The Queue: Underbelly cupcakes
Welcome back to The Queue, our daily Q&A feature for all of Blizzard’s games! Have a question for the Blizzard Watch staff? Leave it in the comments!
As a result of the Diablo anniversary event, I’ve spent considerably more time in the Underbelly than usual the past few days. And man, I can’t help but notice how downright…odd it is down there. Take the above image, for example. Who are those children? What’s with the cupcakes? Why is this all next to a giant pile of snoozing rats? The world may never know.

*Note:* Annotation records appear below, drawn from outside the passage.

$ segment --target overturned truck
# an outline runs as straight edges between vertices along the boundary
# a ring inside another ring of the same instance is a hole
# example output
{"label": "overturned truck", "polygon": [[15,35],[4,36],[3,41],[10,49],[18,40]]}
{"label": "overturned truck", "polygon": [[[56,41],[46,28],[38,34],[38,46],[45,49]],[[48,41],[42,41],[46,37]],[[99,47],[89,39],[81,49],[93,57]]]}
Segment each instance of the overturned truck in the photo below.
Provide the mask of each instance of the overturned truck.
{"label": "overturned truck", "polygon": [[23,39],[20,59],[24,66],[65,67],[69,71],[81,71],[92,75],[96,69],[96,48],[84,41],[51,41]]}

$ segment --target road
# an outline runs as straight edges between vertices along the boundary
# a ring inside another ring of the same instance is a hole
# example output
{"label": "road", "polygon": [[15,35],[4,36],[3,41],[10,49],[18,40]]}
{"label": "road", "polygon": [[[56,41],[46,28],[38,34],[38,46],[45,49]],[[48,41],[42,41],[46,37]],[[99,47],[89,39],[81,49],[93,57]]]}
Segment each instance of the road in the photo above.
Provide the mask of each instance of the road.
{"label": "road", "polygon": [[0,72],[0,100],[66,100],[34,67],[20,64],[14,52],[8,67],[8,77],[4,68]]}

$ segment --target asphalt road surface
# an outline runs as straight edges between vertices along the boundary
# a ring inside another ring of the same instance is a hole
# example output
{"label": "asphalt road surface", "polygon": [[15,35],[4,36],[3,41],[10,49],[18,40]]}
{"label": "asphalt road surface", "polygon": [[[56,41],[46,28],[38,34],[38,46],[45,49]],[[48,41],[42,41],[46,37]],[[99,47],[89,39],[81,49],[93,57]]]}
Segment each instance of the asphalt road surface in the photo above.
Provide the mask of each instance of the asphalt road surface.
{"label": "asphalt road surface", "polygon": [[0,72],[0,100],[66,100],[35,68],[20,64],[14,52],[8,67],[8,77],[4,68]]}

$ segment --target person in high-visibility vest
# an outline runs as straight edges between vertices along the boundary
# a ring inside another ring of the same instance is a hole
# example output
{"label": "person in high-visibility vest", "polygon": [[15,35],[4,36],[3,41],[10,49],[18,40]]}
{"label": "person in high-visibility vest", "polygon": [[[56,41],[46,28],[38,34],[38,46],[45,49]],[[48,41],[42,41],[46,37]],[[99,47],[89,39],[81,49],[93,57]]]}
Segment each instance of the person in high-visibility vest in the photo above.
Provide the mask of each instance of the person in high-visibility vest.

That’s actually something we’ve pondered more than once over in the Lore Watch podcast, and in KYL as well. The Burning Legion is all about fighting the Void. Sargeras feels the best way to accomplish this is to simply wipe out…everything. Azeroth happens to be one of those everythings out there. Right now it’s kind of up in the air whether getting rid of the Burning Legion is going to have disastrous consequences — but hey, the Old Gods aren’t going to stop us from trying it out.
Lore-ish question for the Queue: I was thinking about how much money I’ve made off the Auction House the past month or so, and it started me thinking about money in the Warcraft Universe. Is there a unified global currency, or some kind of currency exchange system? It makes sense to me that the Humans/Dwarves/Gnomes would use hard currency, and could possibly even have a unified system, not to mention the Gilneans. The Goblins probably would probably use anything for currency if the need arose, and even the Undead could still be using a currency leftover from Lorderon, but the other Horde races seem less inclined to do so, similar to the Draenei and Night Elves. So is there any indication as to how currency works in the Universe, or should we just pretend it’s a total game contrivance?
It’s pretty much a game mechanic — you have gold, silver, and copper. Standard enough commerce system, pretty generic fantasy catch-all as far as currency goes. All those random badges and points and unseeing eyes and tokens are all pretty much game mechanics, too. I don’t think currency has really been referenced in detail in any of the written novels — if anything’s been mentioned, it’s just been your standard gold, silver, and copper.
You can only loot the Cow King once per character? What. The. HELL?
Once per character, but the Twelve-String Guitar is a guaranteed loot drop — which means you get the toy pretty much immediately, and because it goes in your Toy Box, it’s available for every character on your account. Note that the Treasure Goblins you kill for the Cow King portal also drop loot — they drop the items needed to create the Tome of Town Portal toy. The Treasure Goblins spawn fairly regularly down in the Underbelly, as well as the end of dungeons, so you’ve got plenty of time to get your 10 Scrolls of Town Portal and a Blank Diabolic Tome. The guitar is really the only thing of note on the Cow King. Yes, he also drops a weapon, but it shares a model with a couple other weapons already in-game, so it’s not what I’d call an absolutely necessity to pick up.
What kind of game is Diablo III? Is it a explore and quest game like WoW or a shooty mcshooterston? Or a team objective thing? I got the game at some point, I think it was included when I bought one of the expansions or something, but never bothered to install it.
It’s an action RPG. You fight a lot of stuff, and grab a lot of loot. There’s a solo story campaign to play, and that story has a standard beginning/middle/end format — it’s not a perpetual story like WoW. You can group up and play with other players if you like, or you can play by yourself — but the game does require you to be online, you can’t play it offline even if you’re just trucking through that single-player story.
The game is fairly simple, concept-wise. You smush demons into a fine paste to collect loot to gear yourself up to smush demons into a fine paste with even more efficiency. That said, it’s also a ridiculous amount of fun. I find it terribly soothing when I’ve had a bad day — there’s something awfully soothing about tearing your way through demonic hordes and picking up shinies. If you got it as a freebie, you might as well fire it up and see how you like it — start on easy mode so nothing is too terrible overwhelming, and see what you think!
It hasn’t been mentioned just yet, no. Sooner or later, we’re going to hear about it — obviously as one of the Pillars of Creation, not to mention the magic doodad that helped create the Nightwell, it’s got a lot of story significance. I’m sure we’ll hear plenty about it once Nighthold is released.